I like to test backups with a restore. Database restores work pretty well most of the time, as long as the backup file is not corrupt, binary logs can be found, etc. There is a plethora of blog posts on this and software to make it easy. I have some control over that. However, I do not always have control over the server backups.
Server backups are SUPER easy in AWS. I love them. Snapshots may cause problems taking them but the restore – piece of cake. Now I’m in a Rackspace Cloud (RAX) and I’m not sure how this backing up is working? So I push and push to do a restore. Of course I first upgrade the database so we can go back to the old version. I stop mysql and tell the SysAdmin to start the restore.
First off, the restore on this small server took OVER THREE HOURS???!!! WTF? really? And I used to complain about the 15 min AWS would take… scheesh.
Everything seems to be working but it’s not – only I don’t know this. A week later I go to do the update to the Master/Slave pair (the slave is the one that I tested the upgrade and them RAX restore on). The Master server is going just as planned, everything is so easy. But the slave is throwing errors right and left. Databases can’t be dropped, then after they are created data can’t be loaded into the mysql tables. Really, it’s a mess.
I panic on the drop database mytest; when it fails and leaves behind a couple of ibd files. I know those are special and I’m leery of just running a rm -r mytest. I try a bunch of things but in the end I run the rm -r mytest, then go into mysql and create database mytest; drop database mytest; I’m good to go.

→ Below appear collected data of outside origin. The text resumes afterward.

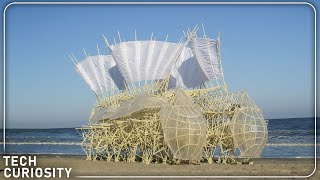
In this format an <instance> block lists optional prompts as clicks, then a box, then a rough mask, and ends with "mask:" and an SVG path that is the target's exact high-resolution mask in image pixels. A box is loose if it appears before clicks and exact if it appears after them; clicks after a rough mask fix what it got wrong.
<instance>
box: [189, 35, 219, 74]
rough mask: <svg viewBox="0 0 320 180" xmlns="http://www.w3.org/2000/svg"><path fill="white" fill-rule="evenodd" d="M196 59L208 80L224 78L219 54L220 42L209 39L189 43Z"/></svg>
mask: <svg viewBox="0 0 320 180" xmlns="http://www.w3.org/2000/svg"><path fill="white" fill-rule="evenodd" d="M189 45H190V48H191V50H192V52H193V55H194V57H195V59H196V60H197V61H198V63H199V65H200V67H201V69H202V70H203V72H204V73H205V75H206V76H207V78H208V79H210V80H218V79H221V78H223V73H222V66H221V61H220V54H219V41H218V40H214V39H209V38H192V39H191V40H190V41H189Z"/></svg>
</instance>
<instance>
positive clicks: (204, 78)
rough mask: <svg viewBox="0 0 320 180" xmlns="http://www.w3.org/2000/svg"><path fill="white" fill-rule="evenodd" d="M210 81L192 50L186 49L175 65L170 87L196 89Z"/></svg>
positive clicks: (171, 76) (174, 66) (169, 84)
mask: <svg viewBox="0 0 320 180" xmlns="http://www.w3.org/2000/svg"><path fill="white" fill-rule="evenodd" d="M208 80H209V79H208V78H207V76H206V75H205V73H204V72H203V70H202V69H201V67H200V65H199V63H198V61H197V60H196V59H195V57H194V56H193V53H192V50H191V49H190V48H188V47H185V48H184V49H183V51H182V52H181V55H180V56H179V58H178V59H177V61H176V63H175V64H174V67H173V71H172V73H171V80H170V81H169V87H170V88H175V87H182V88H183V89H194V88H198V87H200V86H201V85H202V84H203V82H206V81H208Z"/></svg>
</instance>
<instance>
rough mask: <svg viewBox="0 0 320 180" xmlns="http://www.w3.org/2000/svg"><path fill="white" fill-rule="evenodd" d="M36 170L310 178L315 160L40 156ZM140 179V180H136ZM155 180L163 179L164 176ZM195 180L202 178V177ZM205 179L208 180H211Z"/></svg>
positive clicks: (76, 175) (155, 177)
mask: <svg viewBox="0 0 320 180" xmlns="http://www.w3.org/2000/svg"><path fill="white" fill-rule="evenodd" d="M0 161H1V164H0V169H1V170H2V171H1V175H0V179H4V176H3V169H4V160H3V158H1V160H0ZM318 161H319V159H318ZM37 167H51V168H52V167H65V168H72V171H71V176H72V179H77V178H79V176H308V175H309V174H311V173H312V172H313V170H314V159H256V160H254V161H253V164H242V165H238V164H217V163H214V164H206V163H201V164H200V165H168V164H150V165H145V164H143V163H128V162H117V163H115V162H106V161H87V160H85V157H84V156H52V155H41V156H37ZM105 178H106V177H104V178H103V179H105ZM141 178H142V177H140V178H139V177H137V179H141ZM155 178H157V179H164V177H162V178H161V177H155ZM172 178H174V177H172ZM195 178H196V179H200V178H201V177H195ZM202 178H207V179H209V177H202ZM85 179H89V177H86V178H85ZM113 179H116V178H113ZM182 179H185V178H182ZM242 179H244V177H242ZM311 179H320V173H319V172H316V173H315V174H314V175H313V176H311Z"/></svg>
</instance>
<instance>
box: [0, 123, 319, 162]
mask: <svg viewBox="0 0 320 180" xmlns="http://www.w3.org/2000/svg"><path fill="white" fill-rule="evenodd" d="M317 119H319V118H317ZM314 121H315V119H314V118H291V119H271V120H269V121H268V133H269V139H268V142H267V145H266V147H265V148H264V150H263V152H262V158H313V157H314V154H315V145H314V142H315V130H314V129H315V128H314ZM318 122H319V121H318ZM317 129H318V130H320V125H319V123H318V124H317ZM318 134H319V133H318ZM0 138H1V139H3V130H1V136H0ZM81 140H82V138H81V136H80V134H79V133H78V132H77V130H76V129H75V128H58V129H6V152H5V153H6V154H60V155H85V152H84V151H83V150H82V148H81V145H80V144H81ZM1 145H3V141H1ZM316 145H317V156H318V157H320V155H319V152H320V150H319V148H320V141H319V138H318V139H317V144H316ZM0 153H1V154H3V148H0Z"/></svg>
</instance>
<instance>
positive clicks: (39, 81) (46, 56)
mask: <svg viewBox="0 0 320 180" xmlns="http://www.w3.org/2000/svg"><path fill="white" fill-rule="evenodd" d="M313 16H314V15H313V10H312V8H311V7H310V6H307V5H206V6H204V5H192V6H189V5H161V6H160V5H151V6H150V5H135V6H128V5H100V6H98V5H94V6H93V5H92V6H88V5H85V6H79V5H70V6H66V5H63V6H62V5H61V6H58V5H55V6H52V5H50V6H48V5H47V6H44V5H32V6H30V5H13V6H11V7H9V9H8V10H7V36H6V37H7V44H6V47H7V59H6V60H7V119H6V120H7V128H53V127H76V126H80V125H85V124H87V121H88V117H89V115H90V112H91V108H92V106H93V104H94V103H95V100H96V98H95V96H94V94H93V92H91V91H90V89H89V87H87V85H86V84H85V83H84V82H83V81H82V79H81V78H80V77H79V76H78V74H77V73H76V72H75V68H74V66H73V63H72V62H71V61H70V60H69V58H68V55H69V54H70V53H75V55H76V56H77V57H78V59H81V58H83V57H84V54H83V52H82V49H83V48H84V49H86V50H87V52H89V54H91V55H93V54H96V44H97V43H98V44H99V45H100V48H101V51H103V52H104V53H107V52H108V51H107V48H106V46H105V44H104V42H103V39H102V37H101V33H104V34H105V35H106V36H107V37H109V38H113V37H115V36H116V34H117V31H118V30H119V31H120V33H121V37H122V38H124V39H126V40H132V39H134V30H135V29H136V30H137V32H138V38H139V39H150V36H151V33H152V32H153V33H154V36H155V37H157V40H164V39H165V37H166V34H168V35H169V38H168V39H169V41H172V42H177V41H178V40H179V39H180V37H181V36H182V35H183V33H182V30H186V29H187V28H193V27H194V26H195V25H196V24H201V23H204V24H205V27H206V34H207V36H209V37H212V38H216V37H217V35H218V32H220V33H221V41H222V42H221V51H222V52H221V53H222V64H223V68H224V74H225V80H226V83H227V85H228V88H229V90H230V91H231V92H234V91H241V90H247V91H248V93H249V95H250V96H251V98H252V99H253V100H254V101H255V102H256V104H257V105H258V106H259V107H261V108H262V109H263V112H264V115H265V118H267V119H268V118H289V117H307V116H313V107H314V106H313V104H314V96H313V92H314V90H313V89H314V87H313V81H314V78H313V77H314V73H313V72H314V47H313V43H314V41H313V38H314V37H313V32H314V25H313V24H314V17H313ZM199 33H201V31H200V32H199Z"/></svg>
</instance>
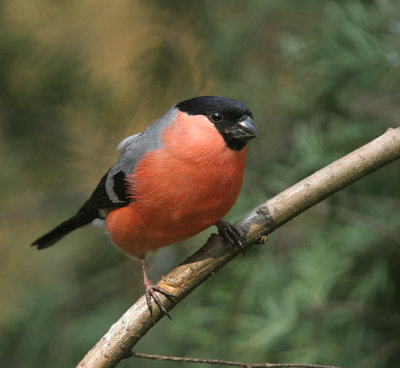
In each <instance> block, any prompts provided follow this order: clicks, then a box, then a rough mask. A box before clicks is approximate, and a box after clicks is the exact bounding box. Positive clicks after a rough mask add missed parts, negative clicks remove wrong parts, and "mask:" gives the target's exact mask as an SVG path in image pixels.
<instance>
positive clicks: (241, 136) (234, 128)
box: [228, 115, 257, 143]
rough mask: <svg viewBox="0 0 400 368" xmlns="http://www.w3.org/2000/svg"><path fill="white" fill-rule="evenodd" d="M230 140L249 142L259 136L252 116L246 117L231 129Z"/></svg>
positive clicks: (242, 117)
mask: <svg viewBox="0 0 400 368" xmlns="http://www.w3.org/2000/svg"><path fill="white" fill-rule="evenodd" d="M228 134H229V139H237V140H239V141H242V142H245V143H246V142H247V141H249V140H250V139H253V138H255V137H256V136H257V128H256V126H255V125H254V121H253V119H252V118H251V117H250V116H247V115H244V116H243V117H242V119H241V120H240V121H238V122H237V123H236V124H235V125H234V126H233V127H232V128H231V129H229V132H228Z"/></svg>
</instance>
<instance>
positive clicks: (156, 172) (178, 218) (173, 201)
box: [107, 117, 246, 255]
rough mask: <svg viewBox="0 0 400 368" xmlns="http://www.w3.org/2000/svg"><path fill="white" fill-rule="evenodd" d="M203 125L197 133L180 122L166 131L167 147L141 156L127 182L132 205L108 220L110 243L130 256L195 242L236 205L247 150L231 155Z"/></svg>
mask: <svg viewBox="0 0 400 368" xmlns="http://www.w3.org/2000/svg"><path fill="white" fill-rule="evenodd" d="M204 119H207V118H206V117H204ZM204 119H200V120H199V121H197V123H198V124H202V125H201V127H200V129H199V126H198V125H197V127H196V129H195V132H193V131H192V129H191V126H193V124H192V125H184V124H180V120H179V117H178V119H177V122H176V123H174V124H173V125H172V126H171V127H169V128H167V129H165V132H164V133H163V147H162V148H160V149H157V150H154V151H151V152H148V153H146V154H145V155H143V157H142V158H141V159H140V160H139V162H138V163H137V165H136V167H135V170H134V172H133V173H132V174H131V175H130V176H128V179H127V182H128V193H129V195H130V196H131V197H132V199H133V200H132V202H131V203H130V204H129V206H127V207H124V208H121V209H117V210H115V211H112V212H110V214H109V215H108V217H107V224H108V226H107V229H108V232H109V234H110V236H111V238H112V239H113V241H114V243H115V244H116V245H117V246H119V247H120V248H121V249H123V250H124V251H125V252H126V253H128V254H132V255H138V254H143V253H144V252H145V250H146V249H153V250H154V249H157V248H159V247H161V246H165V245H168V244H171V243H174V242H176V241H179V240H181V239H185V238H188V237H190V236H193V235H195V234H197V233H199V232H200V231H202V230H204V229H206V228H208V227H210V226H211V225H214V224H215V223H216V222H217V221H218V220H220V219H221V218H222V217H223V216H225V214H226V213H227V212H228V211H229V210H230V208H231V207H232V206H233V204H234V203H235V201H236V199H237V197H238V195H239V192H240V188H241V184H242V179H243V172H244V164H245V157H246V147H244V148H243V149H242V150H240V151H233V150H231V149H229V148H228V147H227V146H226V143H225V141H224V140H223V138H222V137H221V135H220V134H219V133H218V131H217V130H216V129H215V127H213V126H212V125H211V124H208V123H207V121H205V120H204ZM185 121H186V122H187V118H186V120H185ZM192 123H193V121H192ZM177 137H179V138H180V139H177Z"/></svg>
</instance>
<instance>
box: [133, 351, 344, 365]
mask: <svg viewBox="0 0 400 368" xmlns="http://www.w3.org/2000/svg"><path fill="white" fill-rule="evenodd" d="M131 356H132V357H135V358H141V359H151V360H166V361H169V362H179V363H185V362H187V363H205V364H210V365H213V364H215V365H226V366H229V367H241V368H339V367H335V366H333V365H321V364H296V363H254V364H251V363H243V362H232V361H230V360H220V359H199V358H182V357H173V356H165V355H154V354H144V353H135V352H132V353H131Z"/></svg>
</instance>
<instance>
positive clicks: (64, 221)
mask: <svg viewBox="0 0 400 368" xmlns="http://www.w3.org/2000/svg"><path fill="white" fill-rule="evenodd" d="M98 216H99V214H98V211H97V210H96V209H88V208H81V209H80V210H79V211H78V213H77V214H76V215H75V216H73V217H71V218H70V219H68V220H67V221H64V222H63V223H62V224H60V225H58V226H57V227H56V228H54V229H53V230H51V231H49V232H48V233H47V234H45V235H43V236H41V237H40V238H39V239H37V240H35V241H34V242H33V243H32V244H31V245H36V246H37V247H38V249H43V248H47V247H50V246H51V245H53V244H54V243H56V242H57V241H59V240H60V239H61V238H62V237H64V236H65V235H67V234H68V233H69V232H71V231H72V230H75V229H77V228H78V227H81V226H83V225H86V224H88V223H89V222H92V221H93V220H94V219H95V218H96V217H98Z"/></svg>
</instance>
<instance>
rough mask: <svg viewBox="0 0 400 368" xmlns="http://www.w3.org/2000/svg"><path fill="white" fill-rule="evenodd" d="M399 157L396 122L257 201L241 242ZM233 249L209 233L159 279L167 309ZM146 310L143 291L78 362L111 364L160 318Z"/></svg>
mask: <svg viewBox="0 0 400 368" xmlns="http://www.w3.org/2000/svg"><path fill="white" fill-rule="evenodd" d="M399 157H400V128H396V129H388V130H387V131H386V133H385V134H383V135H381V136H380V137H378V138H376V139H374V140H373V141H371V142H369V143H368V144H366V145H365V146H362V147H360V148H359V149H357V150H355V151H353V152H351V153H350V154H348V155H347V156H344V157H342V158H341V159H339V160H337V161H335V162H333V163H331V164H330V165H328V166H326V167H324V168H323V169H321V170H319V171H317V172H315V173H314V174H312V175H310V176H309V177H308V178H306V179H304V180H302V181H300V182H299V183H297V184H295V185H294V186H292V187H290V188H288V189H286V190H285V191H283V192H282V193H280V194H278V195H277V196H275V197H273V198H272V199H270V200H269V201H267V202H265V203H263V204H261V205H260V206H258V207H256V208H255V209H254V210H253V211H251V212H250V213H249V214H248V215H246V216H245V217H244V218H243V219H241V220H240V221H238V222H237V223H236V224H235V226H236V228H237V229H238V230H239V231H240V233H241V234H243V236H244V238H245V239H246V241H245V243H244V245H245V247H247V248H248V247H251V246H253V245H255V244H259V243H262V242H265V240H266V235H267V234H269V233H271V232H272V231H274V230H275V229H277V228H278V227H280V226H282V225H283V224H285V223H286V222H288V221H289V220H291V219H293V218H294V217H296V216H297V215H299V214H300V213H302V212H304V211H306V210H307V209H308V208H310V207H312V206H314V205H315V204H317V203H319V202H320V201H322V200H323V199H325V198H327V197H329V196H330V195H332V194H334V193H335V192H337V191H339V190H341V189H343V188H344V187H346V186H347V185H350V184H352V183H353V182H355V181H356V180H359V179H361V178H362V177H364V176H365V175H367V174H369V173H371V172H373V171H375V170H377V169H379V168H380V167H382V166H385V165H387V164H388V163H390V162H392V161H394V160H395V159H397V158H399ZM237 254H238V250H232V249H230V247H227V246H226V245H225V244H224V242H223V241H222V239H221V238H220V237H219V236H217V235H213V236H211V238H210V239H209V240H208V242H207V243H206V244H205V245H204V246H203V247H201V248H200V249H199V250H198V251H197V252H195V253H194V254H193V255H192V256H190V257H189V258H188V259H186V260H185V261H184V262H183V263H182V264H181V265H179V266H178V267H176V268H175V269H174V270H172V271H171V272H170V273H169V274H168V275H167V276H165V277H163V279H162V280H161V281H160V282H159V283H158V285H159V286H161V287H162V288H164V289H166V290H168V291H169V292H171V293H172V294H174V295H175V298H176V300H175V303H172V302H171V301H169V300H167V299H166V298H164V297H163V296H162V295H160V299H161V300H162V303H163V305H164V306H165V307H166V309H167V310H171V309H172V308H173V307H174V305H175V304H177V303H179V302H180V301H181V300H182V299H183V298H185V297H186V296H187V295H188V294H189V293H190V292H192V291H193V290H194V289H195V288H196V287H197V286H199V285H200V284H201V283H202V282H204V281H205V280H206V279H207V278H208V277H210V276H211V275H212V274H214V273H215V272H216V271H218V270H219V269H220V268H221V267H223V266H224V265H225V264H226V263H228V262H229V261H230V260H232V259H233V258H234V257H235V256H236V255H237ZM153 310H154V319H153V318H152V317H151V316H150V313H149V311H148V308H147V305H146V300H145V297H144V296H142V297H141V298H140V299H139V300H138V301H137V302H136V303H135V304H134V305H133V306H132V307H131V308H130V309H129V310H128V311H127V312H126V313H125V314H124V315H123V316H122V317H121V318H120V319H119V320H118V321H117V322H116V323H115V324H114V325H112V326H111V328H110V330H109V331H108V332H107V333H106V334H105V335H104V336H103V337H102V338H101V340H100V341H99V342H98V343H97V344H96V345H95V346H94V347H93V348H92V350H90V351H89V352H88V353H87V355H86V356H85V357H84V359H83V360H82V361H81V362H80V363H79V365H78V367H79V368H82V367H85V368H88V367H90V368H111V367H115V366H116V365H117V364H118V362H119V361H120V360H121V359H124V358H126V357H127V356H130V351H131V350H132V348H133V346H134V345H135V344H136V343H137V342H138V341H139V340H140V339H141V338H142V337H143V336H144V335H145V334H146V333H147V332H148V331H149V330H150V329H151V328H152V327H153V326H154V325H155V323H157V321H158V320H159V319H160V318H162V315H161V314H160V313H159V311H158V308H156V307H155V306H154V308H153Z"/></svg>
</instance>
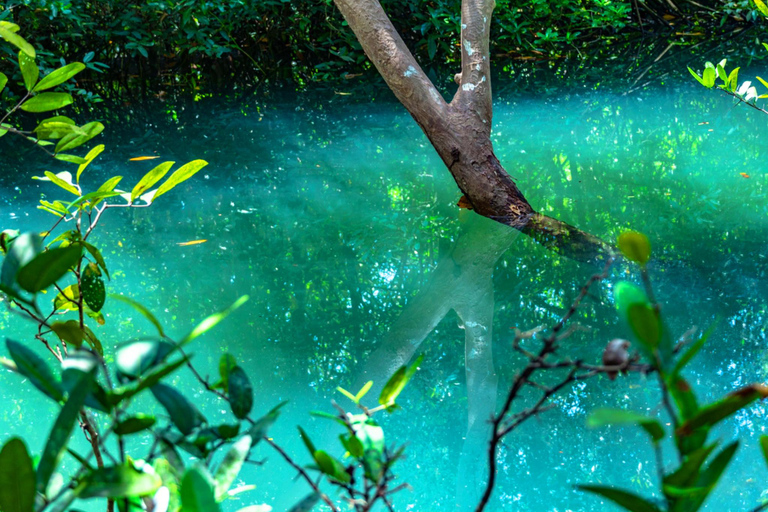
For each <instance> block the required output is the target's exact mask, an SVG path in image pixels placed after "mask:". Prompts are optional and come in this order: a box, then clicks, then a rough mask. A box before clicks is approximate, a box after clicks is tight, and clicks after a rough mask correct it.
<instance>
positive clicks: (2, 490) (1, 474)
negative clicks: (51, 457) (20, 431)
mask: <svg viewBox="0 0 768 512" xmlns="http://www.w3.org/2000/svg"><path fill="white" fill-rule="evenodd" d="M0 482H2V484H1V485H0V510H2V511H3V512H32V511H33V510H34V505H35V495H36V492H35V470H34V468H33V467H32V459H31V458H30V457H29V453H27V447H26V446H25V445H24V441H22V440H21V439H19V438H18V437H12V438H11V439H9V440H8V441H7V442H6V443H5V444H4V445H3V449H2V450H0Z"/></svg>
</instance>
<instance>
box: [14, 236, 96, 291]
mask: <svg viewBox="0 0 768 512" xmlns="http://www.w3.org/2000/svg"><path fill="white" fill-rule="evenodd" d="M82 254H83V249H82V247H80V246H79V245H70V246H68V247H58V248H56V249H48V250H47V251H45V252H41V253H40V254H38V255H37V256H35V258H34V259H33V260H32V261H30V262H29V263H27V264H26V265H24V266H23V267H21V268H20V269H19V272H18V274H16V282H18V283H19V286H21V287H22V288H24V289H25V290H27V291H28V292H30V293H37V292H39V291H41V290H45V289H46V288H48V287H49V286H51V285H53V283H55V282H56V281H58V280H59V279H61V278H62V277H64V275H66V273H67V272H69V269H70V268H72V267H74V266H76V265H77V263H78V262H79V261H80V257H81V256H82Z"/></svg>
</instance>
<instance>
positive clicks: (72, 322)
mask: <svg viewBox="0 0 768 512" xmlns="http://www.w3.org/2000/svg"><path fill="white" fill-rule="evenodd" d="M51 330H52V331H53V332H55V333H56V336H58V337H59V339H61V341H64V342H66V343H68V344H70V345H74V346H75V348H80V346H81V345H82V344H83V338H84V337H85V333H84V332H83V330H82V329H81V328H80V322H78V321H77V320H67V321H66V322H53V323H52V324H51Z"/></svg>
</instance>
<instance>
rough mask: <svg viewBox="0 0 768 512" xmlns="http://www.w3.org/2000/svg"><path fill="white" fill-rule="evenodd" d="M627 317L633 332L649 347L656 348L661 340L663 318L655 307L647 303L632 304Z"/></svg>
mask: <svg viewBox="0 0 768 512" xmlns="http://www.w3.org/2000/svg"><path fill="white" fill-rule="evenodd" d="M627 318H628V320H629V326H630V327H631V328H632V332H634V333H635V336H636V337H637V339H638V340H639V341H640V342H642V343H643V345H645V346H646V347H647V348H649V349H651V351H652V350H653V349H655V348H656V347H658V346H659V343H660V342H661V318H659V313H658V311H656V310H655V309H654V308H653V307H651V306H649V305H647V304H631V305H630V306H629V308H628V309H627Z"/></svg>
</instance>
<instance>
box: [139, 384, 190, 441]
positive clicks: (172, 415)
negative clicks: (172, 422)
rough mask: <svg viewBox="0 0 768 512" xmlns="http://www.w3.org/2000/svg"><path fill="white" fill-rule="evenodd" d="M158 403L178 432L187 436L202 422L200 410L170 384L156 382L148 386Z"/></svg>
mask: <svg viewBox="0 0 768 512" xmlns="http://www.w3.org/2000/svg"><path fill="white" fill-rule="evenodd" d="M150 390H151V391H152V394H153V395H154V396H155V398H156V399H157V401H158V402H160V405H162V406H163V408H164V409H165V410H166V411H168V415H169V416H170V417H171V421H172V422H173V424H174V425H176V428H178V429H179V432H181V433H182V434H184V435H185V436H188V435H189V434H191V433H192V431H193V430H195V429H196V428H197V427H199V426H200V425H201V424H202V423H203V416H202V414H200V411H198V410H197V408H196V407H195V406H194V405H192V403H190V402H189V400H187V399H186V398H185V397H184V395H182V394H181V393H179V392H178V391H176V390H175V389H173V388H172V387H170V386H166V385H165V384H162V383H158V384H155V385H154V386H152V387H151V388H150Z"/></svg>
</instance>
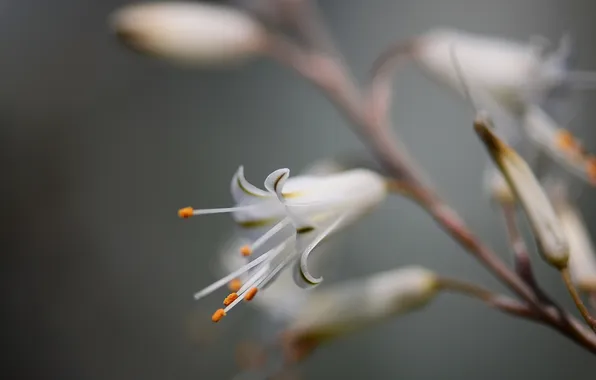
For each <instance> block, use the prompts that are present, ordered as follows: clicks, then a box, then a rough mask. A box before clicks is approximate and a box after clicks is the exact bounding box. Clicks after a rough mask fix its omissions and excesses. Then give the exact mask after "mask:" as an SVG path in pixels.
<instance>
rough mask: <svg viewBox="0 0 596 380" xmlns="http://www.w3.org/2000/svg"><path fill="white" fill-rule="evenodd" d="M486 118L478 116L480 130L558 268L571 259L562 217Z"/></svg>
mask: <svg viewBox="0 0 596 380" xmlns="http://www.w3.org/2000/svg"><path fill="white" fill-rule="evenodd" d="M487 124H488V123H487V122H486V120H480V119H477V120H476V121H475V123H474V127H475V129H476V132H477V133H478V135H479V137H480V139H481V140H482V142H483V143H484V145H485V146H486V148H487V150H488V152H489V153H490V155H491V157H492V159H493V161H494V162H495V163H496V164H497V166H498V167H499V169H500V170H501V172H502V173H503V176H504V177H505V179H506V180H507V183H508V184H509V186H510V187H511V189H512V190H513V191H514V193H515V195H516V197H517V199H518V200H519V202H520V204H521V205H522V207H523V208H524V211H525V213H526V215H527V216H528V220H529V221H530V225H531V227H532V230H533V232H534V236H535V238H536V241H537V242H538V246H539V248H540V249H539V250H540V252H541V254H542V256H543V257H544V259H545V260H546V261H547V262H548V263H549V264H551V265H553V266H555V267H556V268H558V269H562V268H565V267H566V266H567V263H568V261H569V244H568V242H567V238H566V236H565V234H564V233H563V229H562V226H561V223H560V221H559V218H558V217H557V215H556V213H555V210H554V208H553V205H552V204H551V202H550V201H549V199H548V197H547V195H546V193H545V191H544V189H543V188H542V186H541V185H540V183H539V181H538V179H537V178H536V176H535V175H534V173H533V172H532V170H531V169H530V166H529V165H528V164H527V162H526V161H525V160H524V159H523V158H522V157H521V156H520V155H519V154H517V152H515V150H513V149H512V148H511V147H509V146H508V145H507V144H505V143H504V142H503V141H502V140H501V139H499V138H498V137H497V136H496V135H495V134H494V133H493V132H492V131H491V130H490V129H489V127H488V125H487Z"/></svg>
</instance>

The mysql database was a bigger problem. It was such a mess that I just removed everything. I mean EVERYTHING and then ran: mysql_install_db
After that I started it up with the cd /usr ; /usr/bin/mysqld_safe &
Then I needed the mysql user data. Not to worry, I already had that but the number of columns did not match as they were 5.5 and this server had 5.6 installed. Again no big thing I just went to a server that was still 5.5 and ran this:
mysql -BNr mysql -e “desc user” | cut -f1 > user-cols
Then I added “,” at the end of each line and wrapped it in “( )” and added that into the sql file. Still didn’t work so I added INSERT IGNORE. ran that against the DB: mysql < mysql-user.sql
I was left with a couple of root users without passwords so I cleaned that up. Then I was good to go. Ran the schema import mysql < mysql-schema.sql and that ran fine. yea.
FINALLY I could run the mysql < mysql-data.sql
That one takes awhile. The final steps will be reset master; show master status; and then grabbing what I need to start the slave.
I did panic for a few seconds but all the problems reminded me to breath deeply, carry a big stick and beat it all into submission. Happily this is the dev servers and not prod as the time to do this took a lot longer than it should have.
Looking back at things I should have run a DB restore of the same day as the server restore and then rebuilt the slave data.